Academic Session I

  • Panel
  • Le Baixu
  • Wednesday 20.05 — 16:00 - 17:15

Organising Institution

CPDP

Belgium

The three academic sessions are an integral part of CPDP's mission to connect scholarship with practice and policymaking. In 2026, Academic Session I brings a legal sciences perspective to questions of data protection, privacy, and digital governance. Papers were selected through an open call and presented to foster exchange beyond academia. From the global reach of EU regulation to the granular mechanics of individual rights, the session traces how legal frameworks are tested and reshaped in a digital world.
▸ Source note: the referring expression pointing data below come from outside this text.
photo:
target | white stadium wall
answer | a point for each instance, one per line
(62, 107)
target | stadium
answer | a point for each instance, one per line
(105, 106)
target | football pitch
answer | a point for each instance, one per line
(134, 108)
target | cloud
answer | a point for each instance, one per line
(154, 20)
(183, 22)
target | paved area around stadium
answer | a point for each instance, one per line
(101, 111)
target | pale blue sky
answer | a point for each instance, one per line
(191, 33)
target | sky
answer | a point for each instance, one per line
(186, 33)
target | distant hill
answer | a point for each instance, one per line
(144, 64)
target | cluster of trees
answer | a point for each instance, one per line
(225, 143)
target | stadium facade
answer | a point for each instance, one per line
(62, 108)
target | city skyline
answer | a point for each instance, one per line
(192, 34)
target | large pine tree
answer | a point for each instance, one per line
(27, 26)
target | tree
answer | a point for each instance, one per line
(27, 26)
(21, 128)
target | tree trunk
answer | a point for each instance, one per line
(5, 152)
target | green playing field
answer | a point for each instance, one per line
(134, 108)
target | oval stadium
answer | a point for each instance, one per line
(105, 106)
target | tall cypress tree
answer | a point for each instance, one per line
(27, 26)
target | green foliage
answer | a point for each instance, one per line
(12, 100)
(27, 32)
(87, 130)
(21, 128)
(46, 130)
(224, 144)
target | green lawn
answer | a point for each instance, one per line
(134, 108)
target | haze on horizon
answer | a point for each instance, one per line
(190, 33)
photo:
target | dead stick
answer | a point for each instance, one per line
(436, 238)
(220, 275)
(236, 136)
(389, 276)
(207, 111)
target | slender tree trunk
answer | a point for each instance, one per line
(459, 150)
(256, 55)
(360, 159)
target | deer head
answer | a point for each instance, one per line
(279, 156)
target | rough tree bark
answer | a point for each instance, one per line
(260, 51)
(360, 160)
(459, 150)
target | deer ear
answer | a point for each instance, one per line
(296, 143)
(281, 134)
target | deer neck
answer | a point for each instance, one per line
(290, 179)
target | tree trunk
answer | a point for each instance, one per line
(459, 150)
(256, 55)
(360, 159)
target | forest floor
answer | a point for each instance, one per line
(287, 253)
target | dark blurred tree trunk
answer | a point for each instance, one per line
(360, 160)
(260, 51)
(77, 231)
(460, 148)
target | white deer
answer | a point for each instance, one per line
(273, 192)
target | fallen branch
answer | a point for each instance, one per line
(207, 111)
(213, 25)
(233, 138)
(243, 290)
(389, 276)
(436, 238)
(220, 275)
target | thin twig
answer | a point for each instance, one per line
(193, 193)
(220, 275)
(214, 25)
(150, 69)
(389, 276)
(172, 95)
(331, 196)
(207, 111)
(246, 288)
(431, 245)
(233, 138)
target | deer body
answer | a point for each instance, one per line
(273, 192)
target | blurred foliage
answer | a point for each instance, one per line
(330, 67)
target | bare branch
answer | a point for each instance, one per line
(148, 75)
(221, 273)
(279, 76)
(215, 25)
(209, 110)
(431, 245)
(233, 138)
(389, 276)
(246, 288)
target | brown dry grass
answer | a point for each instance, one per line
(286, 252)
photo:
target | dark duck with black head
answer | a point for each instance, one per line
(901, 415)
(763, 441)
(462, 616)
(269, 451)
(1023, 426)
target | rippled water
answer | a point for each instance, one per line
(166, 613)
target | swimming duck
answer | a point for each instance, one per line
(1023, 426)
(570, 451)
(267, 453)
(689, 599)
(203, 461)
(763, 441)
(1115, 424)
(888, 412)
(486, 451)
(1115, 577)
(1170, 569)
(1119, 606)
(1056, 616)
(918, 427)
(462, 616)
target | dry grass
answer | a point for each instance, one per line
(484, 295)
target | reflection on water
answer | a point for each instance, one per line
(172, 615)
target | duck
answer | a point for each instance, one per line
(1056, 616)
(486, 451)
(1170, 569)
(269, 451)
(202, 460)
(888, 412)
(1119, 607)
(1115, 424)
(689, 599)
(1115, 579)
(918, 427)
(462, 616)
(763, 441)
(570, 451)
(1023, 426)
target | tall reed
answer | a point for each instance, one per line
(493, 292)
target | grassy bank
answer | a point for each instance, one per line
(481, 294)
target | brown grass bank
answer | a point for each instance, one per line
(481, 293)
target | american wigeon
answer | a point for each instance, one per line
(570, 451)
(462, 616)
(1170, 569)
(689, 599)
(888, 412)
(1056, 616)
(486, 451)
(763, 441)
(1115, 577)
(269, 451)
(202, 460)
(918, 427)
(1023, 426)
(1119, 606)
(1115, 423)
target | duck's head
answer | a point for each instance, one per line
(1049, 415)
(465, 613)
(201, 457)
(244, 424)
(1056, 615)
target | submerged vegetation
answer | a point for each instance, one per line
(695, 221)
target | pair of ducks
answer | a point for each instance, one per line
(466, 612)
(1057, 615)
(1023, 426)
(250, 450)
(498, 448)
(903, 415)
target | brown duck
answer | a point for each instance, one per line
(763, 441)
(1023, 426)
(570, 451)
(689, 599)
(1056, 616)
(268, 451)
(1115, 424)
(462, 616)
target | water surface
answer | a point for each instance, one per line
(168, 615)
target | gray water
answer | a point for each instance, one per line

The session features the papers De Jure Brussels Effect: Lessons to the European Union about Digital Regulatory Frameworks according to the experiences of Brazil and Mexico (Luisa Maciel Perez & Mariana De Hoyos), Distributed Memory, Unlearning and the Governance of Forgetting in Large Language Models under the GDPR (Stephanie von Maltzan), The Disparity of Privacy Preference and Cookie "Choice": Is Design more Important than What You Want? (Julia Krämer), and ARCO Rights as the GDPR Legacy (Stella Anne Ming Hui Teoh).

Moderator

Alicja Kucharska

Tilburg University - Tilburg Institute for Law, Technology and Society (TILT) - Netherlands

Speaker

Luisa Maciel Perez

European Master in Law, Data and AI (EMILDAI) - Europe

Luisa M. Perez is a Brazilian legal professional currently pursuing the European Master in Law, Data and AI (EMILDAI), an ERASMUS MUNDUS program coordinated by Dublin City University in partnership with Avignon Université and Università di Pisa, with a specialisation in data and AI governance. She has worked in major law firms in Brazil, including as a lawyer, and has more recently worked as a researcher for international organisations, including the ADAPT Research Centre at Trinity College Dublin and the Privacy & Access Council of Canada. She also took part in the Center for AI and Digital Policy (CAIDP).

Speaker

Stephanie von Maltzan

FIZ Karlsruhe – Leibniz Institute for Information Infrastructure - Germany

Stephanie von Maltzan is a research associate and doctoral student at the Leibniz-Institute for Information Infrastructure in Karlsruhe (FIZ). Following the completion of her first and second state law examination in Germany and the pursuit of an advanced Master's degree in Privacy, Cybersecurity and Datamanagement at Maastricht University, her main areas of work and research project responsibilities have primarily been at the intersection of law and technology since 2017. She also holds a specialisation in information technology. Furthermore, she sits on the Management Committee of the Data Protection Law Scholars Network (DPSN). Her research focuses on exploring how to design legally sound, accountable and effective digital infrastructure.

Speaker

Julia Krämer

Erasmus University Rotterdam - Netherlands

Julia Krämer is an assistant professor in Data Protection Law and Empirical Legal Studies at Erasmus School of Law, and she recently defended her PhD at Erasmus University Rotterdam. In her research, she is combining both doctrinal (legal) methods with empirical insights and is particularly interested in mobile tracking and advertising technologies.

Speaker

Stella Anne Ming Hui Teoh

Kyushu University - Japan

Stella Anne Teoh Ming Hui is a 2nd year LLD student at Kyushu University. Her current thesis focuses on the role of human oversight as a regulatory safeguard for AI. Previously, her LLM thesis examined the impact of the EU's GDPR on data protection legislation in selected ASEAN Member States. Her work on human-in-the-loop contexts, content moderation and legitimacy are also in the process of publication. Coming from an interdisciplinary undergraduate degree (Philosophy, Law and Business), she has always been keen on exploring interdisciplinary avenues of research including some independent work on language, literature and law. Furthermore, she is currently co-authoring an analysis of human oversight in healthcare contexts. She has volunteered consistently in Internet Governance Youth initiatives since 2021, at APrIGF, APyIGF, APIGA and SEAyIGF either as a session organizer, chair, or facilitator as well as previously volunteering with the Malaysian Philosophy Society.